The European Parliament has voted to favour Wi-Fi technology based on the existing ITS-G5 standard as the communication technology standard to be adopted for connected and autonomous vehicles (CAVs) across Europe (307 in favour and 207 against).
The decision comes after months of intense lobbying and goes against the European Parliament’s own transport committee’s recommendation to reject the Commission’s delegated act on the preferred communication technology standard for CAVs (the “Regulation“). As we previously reported (see here), the transport committee had raised concerns about the impact that favouring Wi-Fi technology may have on innovation and technological neutrality.
Split opinions across industry
The decision will be seen as a positive result by longstanding proponents of Wi-Fi technology such as Volkswagen, Renault and the EU’s Commissioner for Transport, Violeta Bulc.
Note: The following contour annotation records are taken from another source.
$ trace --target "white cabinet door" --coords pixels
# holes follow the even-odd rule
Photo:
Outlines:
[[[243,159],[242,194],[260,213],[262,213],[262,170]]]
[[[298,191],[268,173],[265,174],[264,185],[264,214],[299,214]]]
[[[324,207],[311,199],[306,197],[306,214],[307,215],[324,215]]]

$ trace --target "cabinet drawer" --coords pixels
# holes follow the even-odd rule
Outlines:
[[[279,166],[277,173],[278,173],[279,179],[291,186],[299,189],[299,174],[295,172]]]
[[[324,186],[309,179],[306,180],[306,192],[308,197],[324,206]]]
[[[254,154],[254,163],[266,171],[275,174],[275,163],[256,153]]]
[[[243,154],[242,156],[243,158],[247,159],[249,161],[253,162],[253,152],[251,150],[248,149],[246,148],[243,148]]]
They have argued that favouring Wi-Fi technology gives Europe the best chance of achieving its goal of a rapid and widespread uptake of CAVs.
On the other hand, telecoms industry bodies 5GAA and GSMA, as well as other leading automotive manufacturers including Daimler and BMW, have supported long-range cellular technology (including 5G) as their preferred technology standard for CAVs, citing its ability to future-proof Europe’s CAV network and enhance the EU’s reputation as global leader in CAV development and technology.
The European Council must now approve the Regulation before it can come into force on 31 December 2019. A vote was expected to take place in May but on 13 May the Council requested a two month extension to its review period to allow its legal team to consider the issues in further depth before it votes on the matter.